Does redundancy in ground truth labels hurt model performance

Let’s say I am training an object detection algorithm where the goal is to identify the class as well as the bounding box .

Now if in my dataset if a majority of the ground truth bounding boxes have the same values,then will this in any way impact the model’s learning capability.

For example while training a basic object detection model on the above mentioned dataset,I noticed that when the model was given a new unseen images,it was unable to correctly predict the bounding box.

Preview of dataset is shown below

Class 1
image 1 bbox coords 192 63 242 243
image 2 bbox coords 192 63 242 243
.
.
.
.
.image 19

in each image,object is either zoomed in or being viewed from different angle.
(Also please note that the bounding box coordinates are not an exact representation of my dataset and were included to give an idea of what my dataset looks like).
I tried computing the R2 score between the predicted bounding box and actual bounding box,and found that for unseen examples the R2 score came out to be highly negative.

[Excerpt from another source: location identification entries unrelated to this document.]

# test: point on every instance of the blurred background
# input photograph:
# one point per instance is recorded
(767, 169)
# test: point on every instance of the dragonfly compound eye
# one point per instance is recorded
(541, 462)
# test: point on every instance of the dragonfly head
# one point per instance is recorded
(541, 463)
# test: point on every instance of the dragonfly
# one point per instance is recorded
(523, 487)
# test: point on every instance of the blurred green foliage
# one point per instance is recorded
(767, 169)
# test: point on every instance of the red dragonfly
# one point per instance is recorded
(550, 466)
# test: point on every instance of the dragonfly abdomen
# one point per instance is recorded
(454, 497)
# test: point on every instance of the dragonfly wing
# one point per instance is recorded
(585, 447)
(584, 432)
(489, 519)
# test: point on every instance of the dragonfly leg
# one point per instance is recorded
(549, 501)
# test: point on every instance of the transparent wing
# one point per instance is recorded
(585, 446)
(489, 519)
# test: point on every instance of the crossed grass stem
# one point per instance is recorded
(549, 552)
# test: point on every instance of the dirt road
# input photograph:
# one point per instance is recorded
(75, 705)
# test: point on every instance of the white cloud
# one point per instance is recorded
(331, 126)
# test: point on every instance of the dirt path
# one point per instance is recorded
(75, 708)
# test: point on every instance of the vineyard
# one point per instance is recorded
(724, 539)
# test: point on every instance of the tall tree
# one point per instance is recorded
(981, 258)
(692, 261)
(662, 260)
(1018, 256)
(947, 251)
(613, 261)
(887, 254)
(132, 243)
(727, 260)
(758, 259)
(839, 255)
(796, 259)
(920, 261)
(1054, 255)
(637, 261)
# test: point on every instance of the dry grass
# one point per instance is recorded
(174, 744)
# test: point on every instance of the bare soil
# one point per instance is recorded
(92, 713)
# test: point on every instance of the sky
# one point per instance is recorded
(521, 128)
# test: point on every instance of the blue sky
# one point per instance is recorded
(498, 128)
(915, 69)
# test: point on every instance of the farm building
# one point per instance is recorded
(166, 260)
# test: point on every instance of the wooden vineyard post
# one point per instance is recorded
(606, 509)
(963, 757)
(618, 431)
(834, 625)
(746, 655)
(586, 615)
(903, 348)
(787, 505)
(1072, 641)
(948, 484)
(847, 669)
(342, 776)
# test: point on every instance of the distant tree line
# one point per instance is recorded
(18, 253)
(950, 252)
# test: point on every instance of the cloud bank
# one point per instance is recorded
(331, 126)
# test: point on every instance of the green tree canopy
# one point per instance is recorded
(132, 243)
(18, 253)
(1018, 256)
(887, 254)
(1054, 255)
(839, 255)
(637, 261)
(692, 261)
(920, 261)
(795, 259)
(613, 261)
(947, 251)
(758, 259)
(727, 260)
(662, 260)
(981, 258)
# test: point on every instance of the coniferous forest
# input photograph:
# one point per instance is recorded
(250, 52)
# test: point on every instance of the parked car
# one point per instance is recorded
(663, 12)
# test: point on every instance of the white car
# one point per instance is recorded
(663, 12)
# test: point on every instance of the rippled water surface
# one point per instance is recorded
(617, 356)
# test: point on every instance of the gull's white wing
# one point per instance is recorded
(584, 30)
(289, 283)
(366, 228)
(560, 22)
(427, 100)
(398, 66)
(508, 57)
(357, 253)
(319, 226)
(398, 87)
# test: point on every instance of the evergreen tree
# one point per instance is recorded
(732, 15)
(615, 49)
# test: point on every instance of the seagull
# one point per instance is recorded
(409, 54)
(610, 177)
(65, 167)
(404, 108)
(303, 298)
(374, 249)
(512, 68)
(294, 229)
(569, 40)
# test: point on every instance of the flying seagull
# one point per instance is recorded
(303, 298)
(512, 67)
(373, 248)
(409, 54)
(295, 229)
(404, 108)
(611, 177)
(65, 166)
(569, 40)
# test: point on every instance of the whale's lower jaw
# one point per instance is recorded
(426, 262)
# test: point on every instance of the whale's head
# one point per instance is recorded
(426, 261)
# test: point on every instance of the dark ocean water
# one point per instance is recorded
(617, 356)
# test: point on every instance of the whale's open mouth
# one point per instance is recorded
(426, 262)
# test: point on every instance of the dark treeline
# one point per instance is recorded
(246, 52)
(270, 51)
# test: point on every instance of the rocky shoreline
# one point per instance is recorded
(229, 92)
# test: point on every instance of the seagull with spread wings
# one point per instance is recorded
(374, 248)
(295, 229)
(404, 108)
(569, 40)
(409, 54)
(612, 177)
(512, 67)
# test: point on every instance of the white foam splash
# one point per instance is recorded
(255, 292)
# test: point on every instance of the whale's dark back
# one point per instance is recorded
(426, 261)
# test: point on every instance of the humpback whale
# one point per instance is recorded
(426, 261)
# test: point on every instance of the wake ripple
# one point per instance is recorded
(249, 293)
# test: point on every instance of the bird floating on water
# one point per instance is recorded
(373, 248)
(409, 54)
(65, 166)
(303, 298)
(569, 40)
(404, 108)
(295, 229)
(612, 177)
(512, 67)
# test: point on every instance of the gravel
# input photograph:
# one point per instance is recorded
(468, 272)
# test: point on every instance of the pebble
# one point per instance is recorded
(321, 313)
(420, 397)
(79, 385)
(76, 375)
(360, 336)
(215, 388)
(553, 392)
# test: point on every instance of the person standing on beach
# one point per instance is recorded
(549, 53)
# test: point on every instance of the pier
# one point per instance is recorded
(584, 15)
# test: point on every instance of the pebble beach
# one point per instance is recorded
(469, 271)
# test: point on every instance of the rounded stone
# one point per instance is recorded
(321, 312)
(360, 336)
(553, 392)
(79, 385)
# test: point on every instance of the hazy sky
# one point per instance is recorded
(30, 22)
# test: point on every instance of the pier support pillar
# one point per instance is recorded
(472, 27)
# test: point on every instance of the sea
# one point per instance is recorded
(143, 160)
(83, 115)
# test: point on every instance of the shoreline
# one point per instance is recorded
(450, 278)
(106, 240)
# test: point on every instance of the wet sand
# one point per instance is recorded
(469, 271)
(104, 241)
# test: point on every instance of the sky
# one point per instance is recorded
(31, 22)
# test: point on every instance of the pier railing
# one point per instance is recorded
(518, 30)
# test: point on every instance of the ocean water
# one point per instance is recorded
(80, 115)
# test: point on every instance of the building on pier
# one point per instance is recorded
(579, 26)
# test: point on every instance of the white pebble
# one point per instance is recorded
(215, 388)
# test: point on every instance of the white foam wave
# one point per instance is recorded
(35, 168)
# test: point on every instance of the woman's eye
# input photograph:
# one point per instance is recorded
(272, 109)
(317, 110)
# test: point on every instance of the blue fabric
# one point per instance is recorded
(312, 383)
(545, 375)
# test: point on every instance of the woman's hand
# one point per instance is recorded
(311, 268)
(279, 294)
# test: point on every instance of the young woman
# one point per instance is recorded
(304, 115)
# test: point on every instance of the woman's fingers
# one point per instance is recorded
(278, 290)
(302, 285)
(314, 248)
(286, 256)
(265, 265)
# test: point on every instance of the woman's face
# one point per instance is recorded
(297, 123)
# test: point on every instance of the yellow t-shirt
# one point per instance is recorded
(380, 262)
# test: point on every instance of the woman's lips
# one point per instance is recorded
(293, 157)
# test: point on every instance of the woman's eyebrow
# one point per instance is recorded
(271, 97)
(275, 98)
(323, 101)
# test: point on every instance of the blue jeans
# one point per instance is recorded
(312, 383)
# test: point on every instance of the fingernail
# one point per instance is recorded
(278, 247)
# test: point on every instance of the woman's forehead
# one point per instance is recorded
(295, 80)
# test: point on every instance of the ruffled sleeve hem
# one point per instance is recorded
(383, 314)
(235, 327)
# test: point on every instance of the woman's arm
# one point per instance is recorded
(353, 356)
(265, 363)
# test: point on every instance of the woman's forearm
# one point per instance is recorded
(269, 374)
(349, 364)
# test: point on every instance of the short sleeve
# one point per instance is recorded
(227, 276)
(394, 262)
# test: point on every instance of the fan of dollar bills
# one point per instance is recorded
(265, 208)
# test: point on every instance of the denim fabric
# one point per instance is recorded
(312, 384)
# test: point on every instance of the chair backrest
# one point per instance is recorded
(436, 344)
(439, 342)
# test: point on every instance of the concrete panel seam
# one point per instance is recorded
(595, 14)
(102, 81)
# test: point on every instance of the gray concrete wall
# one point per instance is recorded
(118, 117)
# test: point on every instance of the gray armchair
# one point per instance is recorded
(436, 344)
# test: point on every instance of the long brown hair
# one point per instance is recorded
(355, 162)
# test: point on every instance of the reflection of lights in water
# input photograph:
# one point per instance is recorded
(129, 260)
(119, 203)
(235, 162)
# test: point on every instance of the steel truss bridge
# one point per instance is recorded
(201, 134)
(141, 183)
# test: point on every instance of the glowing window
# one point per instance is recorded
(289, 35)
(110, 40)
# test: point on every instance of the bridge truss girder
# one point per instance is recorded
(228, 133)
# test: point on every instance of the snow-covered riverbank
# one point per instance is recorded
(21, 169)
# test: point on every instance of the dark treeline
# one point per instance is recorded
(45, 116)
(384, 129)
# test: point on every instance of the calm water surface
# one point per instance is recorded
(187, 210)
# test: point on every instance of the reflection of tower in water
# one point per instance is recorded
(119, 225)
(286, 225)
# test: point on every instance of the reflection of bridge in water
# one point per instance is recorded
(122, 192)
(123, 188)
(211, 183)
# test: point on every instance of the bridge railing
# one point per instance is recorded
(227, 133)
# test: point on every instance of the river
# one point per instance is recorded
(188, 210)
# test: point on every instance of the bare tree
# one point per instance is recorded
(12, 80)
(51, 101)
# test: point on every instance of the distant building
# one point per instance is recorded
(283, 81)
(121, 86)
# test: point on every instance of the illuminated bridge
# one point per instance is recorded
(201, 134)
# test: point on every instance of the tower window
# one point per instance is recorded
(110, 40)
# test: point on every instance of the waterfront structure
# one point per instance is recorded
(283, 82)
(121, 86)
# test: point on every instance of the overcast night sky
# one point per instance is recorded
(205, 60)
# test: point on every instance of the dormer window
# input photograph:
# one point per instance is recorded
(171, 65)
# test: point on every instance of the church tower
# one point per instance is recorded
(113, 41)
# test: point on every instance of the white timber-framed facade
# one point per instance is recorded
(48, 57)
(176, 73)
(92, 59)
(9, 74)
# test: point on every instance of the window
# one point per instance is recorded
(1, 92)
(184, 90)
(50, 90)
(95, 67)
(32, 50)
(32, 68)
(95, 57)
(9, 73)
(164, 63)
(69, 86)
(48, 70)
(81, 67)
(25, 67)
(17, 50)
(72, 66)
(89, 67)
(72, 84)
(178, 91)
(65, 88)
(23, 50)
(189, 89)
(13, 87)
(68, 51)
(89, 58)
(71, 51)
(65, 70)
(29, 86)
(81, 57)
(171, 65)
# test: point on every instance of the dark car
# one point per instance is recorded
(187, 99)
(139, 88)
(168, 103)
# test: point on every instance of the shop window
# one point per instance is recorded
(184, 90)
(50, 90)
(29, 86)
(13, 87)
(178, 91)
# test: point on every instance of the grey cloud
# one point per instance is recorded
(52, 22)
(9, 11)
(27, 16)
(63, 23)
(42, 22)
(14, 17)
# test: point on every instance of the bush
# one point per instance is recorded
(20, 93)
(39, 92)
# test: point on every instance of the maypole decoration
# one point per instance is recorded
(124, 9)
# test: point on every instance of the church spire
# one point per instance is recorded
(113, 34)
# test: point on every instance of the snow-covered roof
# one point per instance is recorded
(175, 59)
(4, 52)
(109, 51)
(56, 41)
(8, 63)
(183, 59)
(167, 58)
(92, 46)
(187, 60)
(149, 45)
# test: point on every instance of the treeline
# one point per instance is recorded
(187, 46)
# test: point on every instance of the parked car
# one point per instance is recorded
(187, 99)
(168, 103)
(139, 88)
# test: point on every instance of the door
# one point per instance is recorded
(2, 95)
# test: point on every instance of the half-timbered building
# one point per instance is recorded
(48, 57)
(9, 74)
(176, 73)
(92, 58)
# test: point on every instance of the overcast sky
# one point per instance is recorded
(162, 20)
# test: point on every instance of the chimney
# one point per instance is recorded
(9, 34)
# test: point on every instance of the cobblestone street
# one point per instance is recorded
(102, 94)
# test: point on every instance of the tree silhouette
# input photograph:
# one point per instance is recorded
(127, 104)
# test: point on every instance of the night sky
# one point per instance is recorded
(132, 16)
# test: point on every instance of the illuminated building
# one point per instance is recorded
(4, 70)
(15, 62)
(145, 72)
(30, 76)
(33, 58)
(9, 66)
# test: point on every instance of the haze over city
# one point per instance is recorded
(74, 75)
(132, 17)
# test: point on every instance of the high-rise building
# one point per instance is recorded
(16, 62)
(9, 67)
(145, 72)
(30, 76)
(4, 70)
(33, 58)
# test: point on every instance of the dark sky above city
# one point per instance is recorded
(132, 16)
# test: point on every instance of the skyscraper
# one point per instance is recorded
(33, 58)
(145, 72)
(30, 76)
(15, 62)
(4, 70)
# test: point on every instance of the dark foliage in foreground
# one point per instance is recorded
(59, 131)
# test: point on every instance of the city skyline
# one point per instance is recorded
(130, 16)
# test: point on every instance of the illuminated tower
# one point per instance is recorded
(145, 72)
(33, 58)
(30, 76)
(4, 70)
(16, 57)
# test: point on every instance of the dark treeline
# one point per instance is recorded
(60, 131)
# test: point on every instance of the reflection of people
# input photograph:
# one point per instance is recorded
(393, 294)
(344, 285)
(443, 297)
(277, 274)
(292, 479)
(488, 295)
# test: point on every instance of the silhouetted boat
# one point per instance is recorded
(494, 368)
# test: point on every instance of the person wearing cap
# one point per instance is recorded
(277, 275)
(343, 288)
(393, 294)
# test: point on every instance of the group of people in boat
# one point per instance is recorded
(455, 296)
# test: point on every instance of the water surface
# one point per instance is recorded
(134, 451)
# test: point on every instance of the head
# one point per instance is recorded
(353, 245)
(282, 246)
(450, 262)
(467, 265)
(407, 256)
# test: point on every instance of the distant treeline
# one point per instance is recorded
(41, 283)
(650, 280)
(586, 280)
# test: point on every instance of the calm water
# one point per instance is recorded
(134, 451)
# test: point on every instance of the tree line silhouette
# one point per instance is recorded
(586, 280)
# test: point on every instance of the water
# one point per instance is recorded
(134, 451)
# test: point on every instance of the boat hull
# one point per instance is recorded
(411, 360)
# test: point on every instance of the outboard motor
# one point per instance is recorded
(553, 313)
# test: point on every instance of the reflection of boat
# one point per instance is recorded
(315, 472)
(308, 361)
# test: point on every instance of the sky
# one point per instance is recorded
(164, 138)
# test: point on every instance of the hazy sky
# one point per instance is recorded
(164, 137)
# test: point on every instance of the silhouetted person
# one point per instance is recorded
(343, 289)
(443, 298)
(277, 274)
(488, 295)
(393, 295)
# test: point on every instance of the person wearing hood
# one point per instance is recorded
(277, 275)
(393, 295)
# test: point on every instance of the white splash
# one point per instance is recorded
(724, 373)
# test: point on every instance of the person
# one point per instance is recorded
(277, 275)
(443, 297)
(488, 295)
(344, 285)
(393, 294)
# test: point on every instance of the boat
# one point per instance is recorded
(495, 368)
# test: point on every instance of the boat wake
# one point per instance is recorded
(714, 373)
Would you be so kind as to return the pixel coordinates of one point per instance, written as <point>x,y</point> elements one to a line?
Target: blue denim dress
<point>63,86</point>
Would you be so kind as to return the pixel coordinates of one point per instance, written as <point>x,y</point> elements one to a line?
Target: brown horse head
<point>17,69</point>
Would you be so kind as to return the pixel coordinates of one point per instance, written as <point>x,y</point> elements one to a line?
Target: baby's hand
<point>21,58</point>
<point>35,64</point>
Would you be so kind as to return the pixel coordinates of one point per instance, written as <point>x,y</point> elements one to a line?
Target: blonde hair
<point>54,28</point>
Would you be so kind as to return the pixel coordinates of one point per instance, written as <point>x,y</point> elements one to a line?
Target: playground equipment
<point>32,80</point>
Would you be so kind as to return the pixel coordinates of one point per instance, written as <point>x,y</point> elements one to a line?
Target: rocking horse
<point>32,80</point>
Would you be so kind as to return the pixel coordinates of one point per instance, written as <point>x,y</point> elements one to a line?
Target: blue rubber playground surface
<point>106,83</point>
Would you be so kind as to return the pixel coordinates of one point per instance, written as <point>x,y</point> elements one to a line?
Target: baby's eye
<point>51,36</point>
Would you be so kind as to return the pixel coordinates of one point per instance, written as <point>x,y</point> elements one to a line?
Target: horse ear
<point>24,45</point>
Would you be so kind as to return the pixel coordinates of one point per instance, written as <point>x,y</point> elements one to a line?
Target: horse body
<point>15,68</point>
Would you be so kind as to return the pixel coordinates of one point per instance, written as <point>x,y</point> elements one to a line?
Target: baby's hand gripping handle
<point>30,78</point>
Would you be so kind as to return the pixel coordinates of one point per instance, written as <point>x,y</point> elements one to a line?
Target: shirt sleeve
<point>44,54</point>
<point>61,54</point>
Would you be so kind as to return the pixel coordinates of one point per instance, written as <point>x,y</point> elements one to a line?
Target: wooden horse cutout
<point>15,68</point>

My guess would be that the model might learn to predict the “majority” bounding box coordinates in the same way it would learn to predict the majority class index in an imbalanced classification use case.

So in a sense ,can we assume that there might be some overfitting,as such would you recommend making changes in the dataset so that the bounding box distribution is properly captured.
I tried to use weighted sampling during training process but that didn’t give me any significant improvements.